A história de Nadia não é nova: uma rapariga adolescente a experimentar terrenos perigosos, sem noção do quanto tem ainda a perder. Porém, Brit Bennett constrói a personagem de uma forma subtil e inteligente: a jovem permanece lúcida durante o seu luto, observando “os professores, que lhe desculpavam os trabalhos atrasados com sorrisos pacientes; as amigas, que paravam com as graçolas quando ela se sentava junto delas ao almoço, como se pudessem ofendê-la com a sua felicidade”.
O enredo que une estas pessoas não é especialmente original ou interessante. Encontramos adultério, sentimentos de culpa e recriminação, um regresso a casa — contudo, não existem grandes arcos narrativos de transformação. O que eleva a prosa é a complexidade interior dos personagens, os sentimentos subtis que a autora vai desenrolando mansamente, de revelação em revelação, como quem desenreda um emaranhado novelo.
Brit Bennett começou a escrever este seu primeiro romance com a mesma idade da sua jovem protagonista, dezassete anos. Tal como Nadia, Brit era uma adolescente negra ambiciosa e inteligente, com vontade de sair rapidamente de Oceanside, onde cresceu. A autora só veria o livro editado aos vinte e seis anos. Durante o tempo de gestação da obra, a narrativa evoluiu de uma pequena história, focada em Aubrey, para um retrato mais abrangente e diverso de uma comunidade.
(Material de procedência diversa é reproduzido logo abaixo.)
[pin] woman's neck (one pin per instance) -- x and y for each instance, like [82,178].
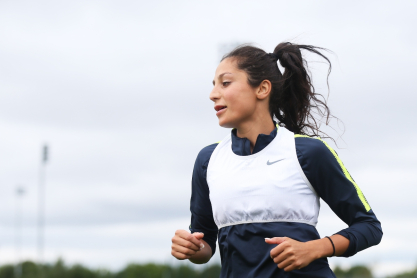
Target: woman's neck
[251,130]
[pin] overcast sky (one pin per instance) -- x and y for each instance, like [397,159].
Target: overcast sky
[119,90]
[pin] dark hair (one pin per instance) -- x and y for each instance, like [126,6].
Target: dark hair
[293,99]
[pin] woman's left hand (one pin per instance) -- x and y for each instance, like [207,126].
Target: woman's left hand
[291,254]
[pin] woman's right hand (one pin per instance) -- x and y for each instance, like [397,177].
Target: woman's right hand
[186,245]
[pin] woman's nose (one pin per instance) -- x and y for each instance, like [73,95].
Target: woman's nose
[214,94]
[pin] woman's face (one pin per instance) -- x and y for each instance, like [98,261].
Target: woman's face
[234,99]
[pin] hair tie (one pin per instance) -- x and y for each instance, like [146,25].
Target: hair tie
[273,56]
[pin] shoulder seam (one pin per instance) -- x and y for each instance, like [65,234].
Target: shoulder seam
[345,171]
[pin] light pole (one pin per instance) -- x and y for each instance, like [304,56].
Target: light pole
[41,203]
[20,191]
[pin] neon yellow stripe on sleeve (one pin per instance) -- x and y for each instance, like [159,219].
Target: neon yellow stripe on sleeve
[345,171]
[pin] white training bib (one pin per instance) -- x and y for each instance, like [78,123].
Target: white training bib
[269,186]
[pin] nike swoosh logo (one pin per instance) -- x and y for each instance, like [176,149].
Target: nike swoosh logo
[270,163]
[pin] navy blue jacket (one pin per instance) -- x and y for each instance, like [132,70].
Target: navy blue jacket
[243,250]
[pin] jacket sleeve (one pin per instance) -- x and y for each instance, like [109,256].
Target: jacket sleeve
[333,183]
[201,211]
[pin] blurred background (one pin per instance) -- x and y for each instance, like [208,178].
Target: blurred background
[117,93]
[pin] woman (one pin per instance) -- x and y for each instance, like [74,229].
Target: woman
[258,189]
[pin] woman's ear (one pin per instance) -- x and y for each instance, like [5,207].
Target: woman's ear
[264,89]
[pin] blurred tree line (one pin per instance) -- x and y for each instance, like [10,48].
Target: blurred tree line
[60,270]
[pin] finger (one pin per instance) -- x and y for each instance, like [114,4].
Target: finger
[183,250]
[189,237]
[179,255]
[291,267]
[276,251]
[285,263]
[275,240]
[198,235]
[185,243]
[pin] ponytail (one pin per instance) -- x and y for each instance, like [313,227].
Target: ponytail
[293,99]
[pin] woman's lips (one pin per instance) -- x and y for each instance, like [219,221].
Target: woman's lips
[220,109]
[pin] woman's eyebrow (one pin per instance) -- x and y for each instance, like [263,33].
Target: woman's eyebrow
[221,75]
Nesse sentido, Bennett usa um dispositivo narrativo interessante: no início de cada capítulo, dá voz às velhas «mães» da igreja, espécie de coro grego que discorre sobre tudo o que o rodeia, lançando julgamentos morais, como se se tratasse da voz colectiva da pequena comunidade negra do sul da Califórnia.
No coração do livro estão as diversas facetas da maternidade: a perda da mãe de Nadia revela como os mais próximos podem ser um enigma para nós (e quem mais próximo do que uma mãe?); como a decisão de avançar com uma gravidez determina inapelavelmente o nosso futuro; o nascimento de um filho como ponto de inflexão que lança a nossa vida noutro rumo; ou como a escolha de não o ter pode ser uma ferida aberta durante décadas. “As Mães” é um livro pejado de segredos, traições e ajustes de contas, contidos nos ossos, corações e úteros das suas mulheres.